Lawrence Block’s The Topless Tulip Caper is an affectionate homage to Rex Stout’s Nero Wolfe/Archie Goodwin books. Chip Harrison (first seen in No Score, a non-mystery) has been hired by Leo Haig, reclusive genius detective, to be his Archie:
“Simon What’s-his-name—”
“Barckover.”
“Barckover, right.” I was supposed to remember things like Barckover’s last name, Haig had told me, just as I was supposed to be able to repeat all conversations verbatim. If Archie Goodwin can do something, I’m supposed to train myself to do it, too. (Sometimes, let me tell you, Archie Goodwin gives me a stiff pain.) “Barckover,” I said again, carefully training my memory. “And Andrew Merganser—”
“You mean Mallard.”
“Well, I knew it was some kind of duck. The hell with Archie Goodwin, anyway.”
Indeed, Haig’s hired Chip in part because Chip’s a writer: “If it weren’t for Dr. Watson, he says, who would have heard of Sherlock Holmes? If Archie Goodwin never sat down at a typewriter, who would be aware of Nero Wolfe? Anyway, that’s why he hired me, to make Leo Haig The Detective a household phrase, and that’s how come you get to read all this.”

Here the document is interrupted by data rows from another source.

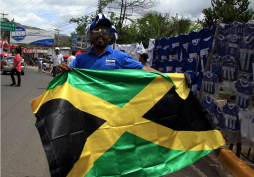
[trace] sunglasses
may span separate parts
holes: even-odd
[[[103,35],[109,35],[110,34],[110,30],[109,29],[94,29],[91,31],[91,33],[93,34],[103,34]]]

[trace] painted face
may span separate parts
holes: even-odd
[[[110,41],[110,29],[104,25],[98,25],[92,29],[90,39],[94,47],[104,49]]]

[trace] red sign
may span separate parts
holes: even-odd
[[[33,53],[33,47],[30,48],[22,48],[22,53]]]

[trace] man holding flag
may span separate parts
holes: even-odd
[[[117,31],[112,28],[110,20],[104,14],[98,14],[88,30],[93,47],[88,53],[78,55],[69,66],[61,63],[56,69],[57,73],[72,70],[72,67],[101,70],[142,69],[159,72],[153,68],[143,66],[126,53],[114,50],[108,45],[111,33],[117,33]]]
[[[163,176],[222,146],[184,74],[147,72],[110,48],[110,27],[99,14],[92,49],[31,101],[51,176]]]

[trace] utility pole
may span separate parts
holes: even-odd
[[[4,16],[7,16],[9,14],[5,14],[4,12],[3,13],[0,13],[0,15],[3,16],[3,20],[4,20]],[[2,21],[2,20],[1,20]],[[10,31],[1,31],[1,38],[2,38],[2,41],[4,40],[4,33],[6,34],[7,33],[7,36],[8,36],[8,53],[10,53]]]
[[[61,31],[60,29],[55,29],[55,31],[57,31],[58,32],[58,40],[57,40],[57,46],[59,47],[59,31]]]
[[[102,0],[99,0],[98,1],[98,8],[99,8],[99,13],[102,13],[102,2],[101,2]]]
[[[2,16],[3,16],[3,18],[4,18],[4,16],[5,16],[5,15],[7,16],[7,15],[9,15],[9,14],[1,13],[1,15],[2,15]]]

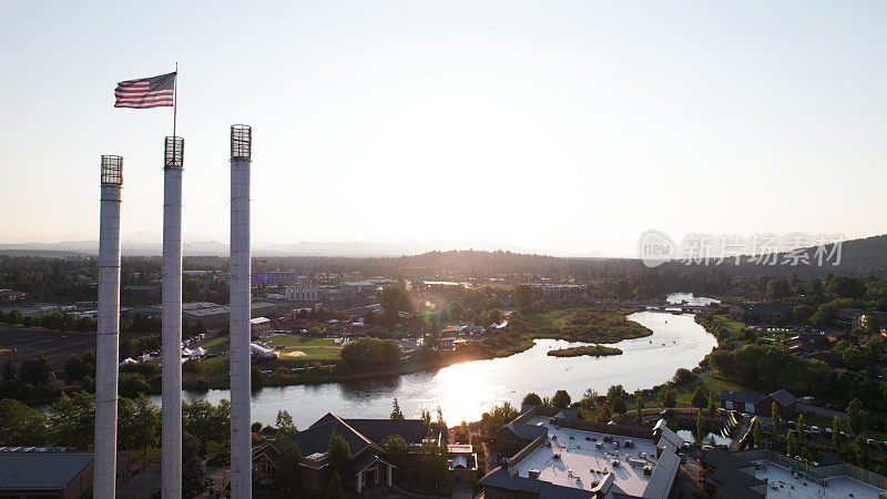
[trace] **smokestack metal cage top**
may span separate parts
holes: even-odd
[[[123,183],[123,156],[102,156],[102,183],[114,185]]]
[[[231,125],[231,159],[252,157],[253,129],[249,125]]]
[[[185,140],[181,136],[167,136],[164,142],[163,170],[182,170],[185,154]]]

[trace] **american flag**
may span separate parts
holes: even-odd
[[[175,74],[128,80],[118,83],[114,90],[114,108],[162,108],[172,106],[175,91]]]

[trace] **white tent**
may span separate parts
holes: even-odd
[[[267,348],[265,348],[263,346],[256,345],[255,343],[251,343],[249,344],[249,352],[252,354],[258,356],[258,357],[262,357],[262,358],[274,358],[274,357],[277,357],[277,354],[275,354],[274,352],[272,352],[272,350],[269,350],[269,349],[267,349]]]

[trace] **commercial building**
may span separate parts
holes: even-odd
[[[546,411],[524,410],[496,434],[491,447],[501,458],[478,481],[485,498],[669,497],[683,440],[664,421],[650,432]]]
[[[0,303],[21,302],[26,297],[26,293],[12,289],[0,289]]]
[[[769,395],[746,394],[743,391],[721,391],[721,407],[727,410],[769,416],[773,414],[773,404],[779,416],[794,416],[798,399],[786,389],[774,391]]]
[[[794,304],[787,303],[765,303],[748,302],[740,303],[730,307],[730,315],[743,323],[769,324],[774,315],[779,315],[788,322],[794,318]]]
[[[327,308],[348,308],[379,302],[381,291],[397,284],[394,279],[343,281],[335,286],[316,283],[298,283],[286,286],[286,299]]]
[[[358,493],[367,487],[390,487],[397,473],[415,471],[421,456],[421,445],[426,436],[421,419],[345,419],[327,414],[314,425],[297,434],[272,441],[253,450],[253,472],[264,482],[271,482],[279,466],[281,446],[284,440],[294,441],[300,452],[300,487],[304,490],[325,490],[329,483],[329,440],[338,434],[348,442],[351,450],[350,477],[341,477],[350,482]],[[398,470],[387,457],[386,440],[399,435],[407,442],[407,469]],[[438,431],[436,438],[443,438]]]
[[[253,272],[253,285],[256,284],[293,284],[298,283],[302,276],[298,272]]]
[[[129,483],[130,455],[118,452],[118,486]],[[92,452],[58,447],[0,447],[0,497],[92,497]]]
[[[252,304],[252,316],[274,315],[277,306],[272,303],[255,302]],[[141,314],[147,317],[160,317],[160,306],[137,307],[130,310],[130,315]],[[190,302],[182,304],[182,320],[203,323],[207,328],[223,327],[228,324],[231,307],[212,302]]]
[[[826,455],[808,462],[771,449],[712,449],[702,457],[705,492],[713,498],[887,497],[887,479]]]

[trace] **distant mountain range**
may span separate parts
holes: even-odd
[[[124,256],[152,256],[162,253],[161,243],[123,243]],[[312,242],[303,241],[294,244],[269,244],[253,246],[254,256],[402,256],[449,249],[510,251],[513,253],[532,253],[532,251],[490,242],[448,242],[448,241],[404,241],[404,242]],[[99,253],[98,241],[67,241],[61,243],[14,243],[0,244],[0,252],[6,254],[60,256],[64,254]],[[228,245],[216,241],[197,241],[182,245],[185,256],[227,256]],[[593,255],[590,255],[593,256]]]
[[[589,253],[585,255],[550,255],[542,256],[539,252],[513,245],[498,245],[489,242],[445,242],[445,241],[405,241],[405,242],[308,242],[304,241],[295,244],[269,244],[256,245],[253,247],[255,257],[310,257],[310,256],[333,256],[333,257],[399,257],[408,256],[414,259],[416,265],[436,265],[451,256],[453,249],[475,249],[475,255],[485,252],[497,252],[498,255],[490,255],[493,261],[485,261],[485,264],[493,264],[495,258],[513,258],[518,255],[533,256],[533,262],[541,263],[539,258],[555,258],[560,261],[582,261],[588,258],[602,258],[620,261],[625,265],[641,265],[634,258],[608,258],[600,254]],[[8,255],[35,255],[35,256],[64,256],[73,254],[94,255],[99,252],[99,243],[95,241],[73,241],[62,243],[20,243],[0,244],[0,253]],[[510,256],[501,254],[508,252]],[[809,259],[814,261],[814,249],[807,251]],[[146,256],[160,255],[160,243],[132,243],[123,244],[124,256]],[[228,246],[216,241],[200,241],[183,245],[185,256],[227,256]],[[465,253],[470,254],[470,253]],[[463,255],[465,256],[465,255]],[[487,257],[485,257],[487,258]],[[779,258],[782,259],[782,258]],[[478,262],[480,263],[480,262]],[[682,267],[679,261],[671,263],[676,268]],[[867,273],[887,273],[887,235],[878,235],[861,240],[844,242],[840,252],[840,265],[834,267],[825,265],[823,267],[806,266],[759,266],[746,263],[734,266],[732,258],[720,266],[721,269],[732,268],[733,272],[746,274],[826,274],[829,272],[865,275]]]

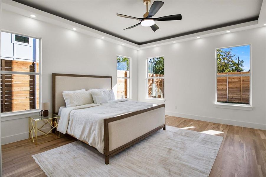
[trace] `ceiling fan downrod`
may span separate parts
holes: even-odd
[[[143,15],[143,18],[146,18],[149,15],[148,12],[148,5],[151,4],[151,0],[143,0],[143,4],[146,5],[146,12]]]

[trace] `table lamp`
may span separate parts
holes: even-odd
[[[49,101],[46,102],[42,102],[42,115],[44,117],[48,116],[49,114],[49,112],[48,110],[49,109],[49,107],[50,106],[50,102]]]

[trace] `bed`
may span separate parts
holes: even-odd
[[[106,164],[110,157],[166,127],[164,104],[121,99],[100,105],[62,107],[66,106],[63,91],[111,89],[112,81],[111,76],[52,74],[52,112],[57,114],[60,109],[61,132],[97,149],[104,154]]]

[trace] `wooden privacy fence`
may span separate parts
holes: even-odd
[[[117,70],[117,75],[118,76],[123,76],[126,77],[128,76],[128,71]],[[119,77],[119,76],[118,76]],[[125,98],[128,97],[128,80],[127,79],[117,78],[117,99],[120,99],[121,96],[124,96]]]
[[[228,76],[217,78],[217,101],[244,104],[249,104],[250,78],[249,76],[230,77],[234,74],[250,74],[249,72],[218,73]]]
[[[148,77],[164,77],[163,74],[148,73]],[[149,78],[148,80],[148,94],[149,97],[156,97],[159,98],[163,98],[164,96],[164,79],[162,78]],[[155,91],[153,90],[154,86],[155,85],[157,88],[156,93],[155,93]],[[158,96],[154,96],[153,94],[156,93]]]
[[[1,60],[3,71],[38,71],[38,63]],[[1,74],[1,112],[39,109],[39,76]]]

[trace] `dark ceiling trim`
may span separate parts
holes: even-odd
[[[258,15],[257,16],[255,16],[254,17],[249,18],[248,18],[241,19],[241,20],[237,20],[237,21],[234,21],[234,22],[230,22],[229,23],[223,23],[223,24],[221,24],[218,25],[212,26],[211,27],[204,28],[203,28],[198,29],[198,30],[193,30],[193,31],[188,31],[187,32],[185,32],[177,34],[176,35],[172,35],[171,36],[168,36],[164,37],[161,37],[161,38],[159,38],[158,39],[154,39],[154,40],[147,41],[142,42],[139,42],[138,44],[138,45],[146,44],[148,44],[148,43],[151,43],[151,42],[157,42],[160,41],[162,40],[163,40],[169,39],[171,39],[172,38],[174,38],[175,37],[180,37],[180,36],[185,36],[186,35],[191,35],[192,34],[196,33],[201,32],[203,32],[203,31],[208,31],[209,30],[214,30],[215,29],[217,29],[217,28],[220,28],[225,27],[232,25],[240,24],[241,23],[243,23],[252,22],[252,21],[254,21],[255,20],[257,20],[258,19],[259,16]],[[228,30],[230,30],[230,29],[228,29]]]
[[[121,39],[125,40],[128,42],[132,42],[133,43],[134,43],[137,45],[142,45],[143,44],[148,44],[151,42],[157,42],[163,40],[169,39],[171,39],[172,38],[174,38],[174,37],[179,37],[180,36],[185,36],[186,35],[191,35],[192,34],[201,32],[203,32],[206,31],[214,30],[215,29],[217,29],[217,28],[225,27],[232,25],[238,24],[240,24],[241,23],[243,23],[249,22],[257,20],[259,19],[259,15],[257,15],[247,18],[242,19],[238,20],[229,23],[223,23],[223,24],[213,26],[211,27],[206,27],[206,28],[198,29],[198,30],[193,30],[192,31],[190,31],[182,33],[181,33],[177,34],[176,35],[172,35],[171,36],[166,36],[165,37],[163,37],[159,38],[154,40],[147,41],[143,42],[138,42],[137,41],[132,40],[129,39],[128,38],[125,37],[123,36],[122,36],[116,33],[112,32],[110,31],[108,31],[108,30],[106,30],[105,29],[101,28],[100,28],[98,27],[97,27],[92,24],[89,23],[88,23],[81,20],[79,20],[79,19],[77,19],[73,18],[73,17],[68,16],[67,15],[66,15],[66,14],[61,13],[60,13],[56,11],[52,10],[48,8],[44,7],[43,7],[38,5],[37,4],[36,4],[34,3],[34,1],[33,1],[29,2],[27,1],[25,1],[23,0],[12,0],[14,1],[15,1],[19,3],[23,4],[25,5],[26,5],[26,6],[31,7],[33,8],[51,14],[58,16],[58,17],[61,17],[61,18],[65,19],[66,19],[71,21],[72,22],[73,22],[76,23],[78,23],[79,24],[84,25],[87,27],[94,29],[94,30],[97,30],[97,31],[102,32],[106,33],[108,35],[110,35],[112,36],[113,36],[118,37]],[[31,3],[31,2],[32,2],[32,3]]]

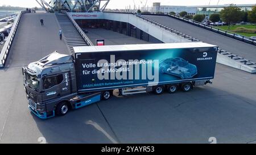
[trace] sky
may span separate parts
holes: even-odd
[[[210,0],[210,5],[224,4],[255,4],[256,0]],[[50,0],[46,0],[46,2]],[[107,8],[125,9],[129,5],[133,8],[134,3],[138,7],[145,5],[147,0],[110,0]],[[146,6],[152,6],[153,2],[160,2],[161,5],[193,6],[208,5],[210,0],[147,0]],[[0,6],[3,5],[24,7],[40,7],[35,0],[0,0]]]

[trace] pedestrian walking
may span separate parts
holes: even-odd
[[[43,19],[40,19],[40,22],[41,23],[41,26],[44,25],[44,20]]]
[[[62,39],[62,30],[61,29],[60,29],[59,31],[59,35],[60,36],[60,40]]]

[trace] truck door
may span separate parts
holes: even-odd
[[[48,101],[60,97],[60,84],[63,81],[62,74],[43,78],[43,100]]]
[[[63,80],[60,84],[61,96],[65,96],[72,93],[72,77],[71,74],[68,72],[63,74]]]

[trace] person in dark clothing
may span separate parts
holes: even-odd
[[[41,26],[44,25],[44,20],[43,19],[40,19],[40,22],[41,23]]]
[[[59,35],[60,36],[60,40],[62,39],[62,30],[61,29],[60,29],[59,31]]]

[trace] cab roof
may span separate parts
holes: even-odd
[[[55,51],[38,61],[30,63],[28,65],[28,68],[33,72],[40,73],[44,69],[52,67],[57,64],[72,62],[72,56],[60,54],[57,51]]]

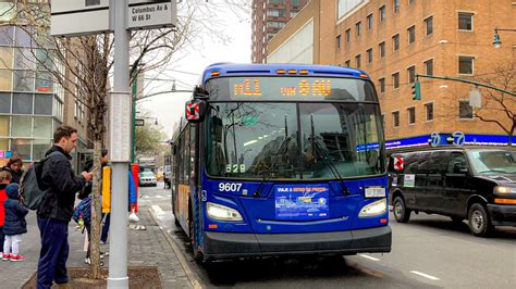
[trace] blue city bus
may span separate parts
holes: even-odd
[[[364,72],[213,64],[173,140],[172,208],[196,259],[391,251],[380,104]]]

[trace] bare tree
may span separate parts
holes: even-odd
[[[516,93],[516,63],[499,64],[494,72],[479,77],[481,83]],[[494,123],[508,136],[508,146],[513,144],[516,130],[516,97],[493,89],[486,89],[482,108],[475,111],[475,117]]]

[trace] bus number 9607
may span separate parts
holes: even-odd
[[[242,184],[236,183],[220,183],[219,190],[220,191],[239,191],[242,188]]]

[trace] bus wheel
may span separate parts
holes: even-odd
[[[474,203],[469,208],[468,224],[471,234],[477,237],[487,237],[493,230],[493,225],[486,208],[479,203]]]
[[[410,218],[410,210],[407,210],[402,197],[394,199],[394,218],[397,223],[407,223]]]
[[[192,212],[194,209],[192,208],[191,214],[189,214],[189,221],[188,221],[188,230],[189,230],[189,240],[192,243],[192,254],[194,255],[195,261],[201,261],[202,260],[202,254],[200,253],[199,249],[197,248],[197,242],[195,240],[196,236],[196,229],[195,229],[195,224],[194,224],[194,216],[192,215]]]

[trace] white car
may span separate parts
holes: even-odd
[[[139,186],[140,187],[144,187],[144,186],[153,186],[153,187],[156,187],[157,183],[156,183],[155,173],[152,173],[152,172],[139,173]]]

The first half or so of the book is quite amusing, laying out the conceit of the book and introducing the characters. (It’s a murder of tropical fish, which turns into a murder of a person. Did I mention that fish : Haig :: orchids : Nero Wolfe?) The second half is less so, as the freshness wears off. I think the weird little interlude with Ruthellen marked the turning point for me; I was going to say that it left a bad taste in my mouth, but that would be a really unfortunate phrase, so I’ll just say that I found it unpleasant. (There was something like it in No Score, which I forgot to mention then. Chip, perhaps because he’s a 1970s kind of guy, has an attitude towards sex that I’m just not so comfortable with.)
More importantly, as the book goes on Haig gets more and more like Nero Wolfe, which just points up the inescapable fact: Chip Harrison is no Archie Goodwin.